I thought I'd make more dill pickles tonight, but instead I'm working on my workshop and stories for the Three Rivers Storytelling Festival in Pittsburgh this weekend. I'll be presenting a workshop on ballads, so I'm brushing off my memory, updating handouts and just thinking through the presentation. And wishing I had gone ahead and bought an iPod. I had a Zune and it was awesome but it stopped working, with all my stuff loaded on it. I decided it was too much trouble and didn't replace it, but as I prepare for this workshop I am thinking how simple it would be if everything was just loaded on a little iPod. Maybe by the time I do the workshop again in Kentucky in November I'll be back on the techie track again.

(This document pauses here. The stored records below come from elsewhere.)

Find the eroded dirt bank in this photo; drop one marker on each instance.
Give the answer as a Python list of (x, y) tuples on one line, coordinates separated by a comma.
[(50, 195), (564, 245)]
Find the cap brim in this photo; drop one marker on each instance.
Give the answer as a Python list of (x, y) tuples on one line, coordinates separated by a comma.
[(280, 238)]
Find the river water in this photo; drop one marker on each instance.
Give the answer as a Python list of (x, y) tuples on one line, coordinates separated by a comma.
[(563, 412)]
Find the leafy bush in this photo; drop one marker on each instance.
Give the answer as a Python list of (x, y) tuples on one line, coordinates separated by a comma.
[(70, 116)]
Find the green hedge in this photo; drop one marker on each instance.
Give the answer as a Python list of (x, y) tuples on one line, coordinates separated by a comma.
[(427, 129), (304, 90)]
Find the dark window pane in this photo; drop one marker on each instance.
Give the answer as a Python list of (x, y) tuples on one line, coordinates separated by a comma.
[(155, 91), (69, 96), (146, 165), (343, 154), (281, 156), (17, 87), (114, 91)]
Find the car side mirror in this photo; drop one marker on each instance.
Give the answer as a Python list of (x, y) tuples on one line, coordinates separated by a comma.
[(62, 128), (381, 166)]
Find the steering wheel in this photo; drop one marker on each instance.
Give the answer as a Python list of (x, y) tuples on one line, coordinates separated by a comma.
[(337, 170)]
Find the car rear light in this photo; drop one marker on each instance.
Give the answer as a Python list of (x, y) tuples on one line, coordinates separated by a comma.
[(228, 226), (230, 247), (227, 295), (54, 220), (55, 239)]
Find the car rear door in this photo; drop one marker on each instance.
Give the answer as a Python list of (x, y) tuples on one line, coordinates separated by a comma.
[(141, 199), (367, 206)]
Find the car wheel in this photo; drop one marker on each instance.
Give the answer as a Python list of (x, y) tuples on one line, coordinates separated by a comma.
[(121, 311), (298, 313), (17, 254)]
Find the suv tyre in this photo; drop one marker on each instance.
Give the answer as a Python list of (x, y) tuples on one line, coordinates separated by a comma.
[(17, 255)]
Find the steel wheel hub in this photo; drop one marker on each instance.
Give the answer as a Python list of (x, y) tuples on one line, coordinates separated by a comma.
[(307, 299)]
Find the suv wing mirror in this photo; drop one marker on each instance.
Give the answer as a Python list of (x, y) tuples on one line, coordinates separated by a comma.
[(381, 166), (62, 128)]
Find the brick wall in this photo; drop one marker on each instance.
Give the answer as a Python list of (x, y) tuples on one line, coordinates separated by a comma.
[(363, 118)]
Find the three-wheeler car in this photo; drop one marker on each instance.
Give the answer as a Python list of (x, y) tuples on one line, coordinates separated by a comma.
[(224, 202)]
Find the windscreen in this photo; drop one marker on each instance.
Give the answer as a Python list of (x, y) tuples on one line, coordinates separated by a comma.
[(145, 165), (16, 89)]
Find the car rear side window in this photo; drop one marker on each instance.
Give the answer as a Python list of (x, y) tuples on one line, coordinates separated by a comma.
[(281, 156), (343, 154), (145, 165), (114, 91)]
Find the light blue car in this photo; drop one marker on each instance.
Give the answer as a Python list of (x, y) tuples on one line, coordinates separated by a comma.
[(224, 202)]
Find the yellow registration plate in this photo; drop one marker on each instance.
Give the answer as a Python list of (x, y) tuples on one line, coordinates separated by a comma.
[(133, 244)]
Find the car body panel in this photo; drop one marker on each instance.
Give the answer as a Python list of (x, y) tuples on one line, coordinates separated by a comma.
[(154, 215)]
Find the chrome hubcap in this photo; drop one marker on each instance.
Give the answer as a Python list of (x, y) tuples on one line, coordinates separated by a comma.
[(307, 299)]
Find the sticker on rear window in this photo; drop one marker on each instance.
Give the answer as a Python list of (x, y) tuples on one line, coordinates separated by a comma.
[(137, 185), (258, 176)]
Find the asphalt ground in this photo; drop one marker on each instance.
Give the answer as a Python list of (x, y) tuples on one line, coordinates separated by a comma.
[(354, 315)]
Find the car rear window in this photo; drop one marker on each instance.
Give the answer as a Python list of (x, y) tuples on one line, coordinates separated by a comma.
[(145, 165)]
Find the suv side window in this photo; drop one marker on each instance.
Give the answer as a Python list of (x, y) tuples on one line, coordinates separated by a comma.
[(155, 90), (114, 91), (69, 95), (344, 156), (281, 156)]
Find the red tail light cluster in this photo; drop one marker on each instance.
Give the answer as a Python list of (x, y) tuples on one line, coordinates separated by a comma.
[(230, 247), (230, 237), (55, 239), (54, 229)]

Which sounds weird--ancient ballads and technology. But technology is making the ballads more accessible than ever. Some kind souls with a lot of time on their hands have digitized the 5-volume Child ballads; other old, rare books are also digitized and available for free online. It's a regular smorgasbord for ballad scholars and hobbyists. And juxtaposed against that is the ballad singer, who after research, YouTube and downloads, learns and arranges a ballad and sings it in the traditional, unaccompanied style--just the singer and his or her voice.
I think I'm almost ready. Books and handouts are packed, notes have been read, CDs and player are packed. I just need to figure out what to wear, if the heat will continue through the weekend and find a map to the motel. Then I can relax and look forward to hearing the spell-binding tales of Tim Tingle and others, seeing old friends, and making new ones. Storytelling: it's still old-world in a new-world environment.